This function reads chunks containing a ByteString payload, and then calls paxParser with this ByteString value.

The problem is that sometimes this ByteString value is truncated, for example:

"70 path=very/very/very/very/long/file/path/that/got/tru"

The "70" indicates the length and you can see it got truncated and there is also no trailing "\n" char.

Immediately afterwards my traces show that there is a ChunkPayload containing the rest of the header ("ncated.txt\n").

When paxParser is called with the truncated header, the parse fails and the header is ignored, causing errors with the file.

So this seems to be an error related to the chunking that is done in conduit, and happens on the rare occasion when a pax header happens to cross a ByteString chunk boundary. When I change the conduit input to be a network stream instead of a file, then I think the input chunking is a bit different, and I get errors in a different pax header entry.

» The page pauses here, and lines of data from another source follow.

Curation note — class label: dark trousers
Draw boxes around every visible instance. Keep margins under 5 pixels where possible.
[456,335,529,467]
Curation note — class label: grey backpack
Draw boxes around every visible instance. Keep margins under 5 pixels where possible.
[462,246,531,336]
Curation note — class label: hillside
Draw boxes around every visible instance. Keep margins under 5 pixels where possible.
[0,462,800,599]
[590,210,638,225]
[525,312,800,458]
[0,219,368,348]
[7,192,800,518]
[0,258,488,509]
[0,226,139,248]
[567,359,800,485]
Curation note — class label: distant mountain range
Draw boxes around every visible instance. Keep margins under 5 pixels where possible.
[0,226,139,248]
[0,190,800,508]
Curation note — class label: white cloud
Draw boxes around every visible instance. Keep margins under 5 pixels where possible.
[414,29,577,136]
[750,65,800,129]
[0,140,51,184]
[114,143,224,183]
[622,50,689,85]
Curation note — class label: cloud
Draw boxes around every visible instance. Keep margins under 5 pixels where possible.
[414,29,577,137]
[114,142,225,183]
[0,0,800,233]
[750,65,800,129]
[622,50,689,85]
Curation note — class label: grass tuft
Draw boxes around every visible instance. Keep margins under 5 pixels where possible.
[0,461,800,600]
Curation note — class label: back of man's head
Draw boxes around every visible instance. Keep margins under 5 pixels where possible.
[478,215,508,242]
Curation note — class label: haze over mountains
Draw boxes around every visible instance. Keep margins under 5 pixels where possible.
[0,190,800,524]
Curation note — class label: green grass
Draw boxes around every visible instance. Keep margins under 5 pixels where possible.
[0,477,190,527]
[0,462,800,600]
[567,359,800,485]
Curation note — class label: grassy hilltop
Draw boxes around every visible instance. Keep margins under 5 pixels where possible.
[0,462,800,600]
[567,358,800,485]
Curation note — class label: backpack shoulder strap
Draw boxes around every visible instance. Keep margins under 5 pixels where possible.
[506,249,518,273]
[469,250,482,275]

bitc commented 7 months ago

I analysed this further and it was as I suspected above. The bug occurs when the incoming flow of ByteStrings through the conduit are short, and we get lots of small ChunkPayloads instead of one contiguous one.

Here is the "untar, pax interchange format" test that I played around with:

https://github.com/snoyberg/tar-conduit/blob/96b18aadf50c75d2f599b383c35241bc2abb8478/tests/Spec.hs#L313-L318

I can make this test fail by "chopping" the conduit input bytes such that they flow in a single byte at a time:

     it "untar, pax interchange format" $ do
         res <- runConduitRes $
                paxExample
+            .| chop
             .| untar process
             .| sinkList
         pure res `shouldReturn` [("filepath", "payload")]

Here is the "chop" function:

chop :: (MonadIO m) => ConduitT ByteString ByteString m ()
chop = do
  next <- await
  case next of
    Nothing -> pure ()
    Just val -> do
      forM_ (splitEvery 1 (S.unpack val)) $ \chunk -> do
        yield (S.pack chunk)
      chop

splitEvery :: Int -> [a] -> [[a]]
splitEvery n = P.takeWhile (not . P.null) . P.map (P.take n) . P.iterate (P.drop n)

With this modification, the test fails with:

pax
  untar, pax interchange format [✘]

Failures:

  tests/Spec.hs:320:5: 
  1) pax untar, pax interchange format
       uncaught exception: TarException
       UnexpectedPayload 513

I have a fix, I will post it here shortly.

bitc commented 7 months ago

Here is the fix I came up with. parsePax should read all of the ChunkPayloads that are available in the input (instead of just the first). It should concatenate all of their payloads together and then call paxParser on the result.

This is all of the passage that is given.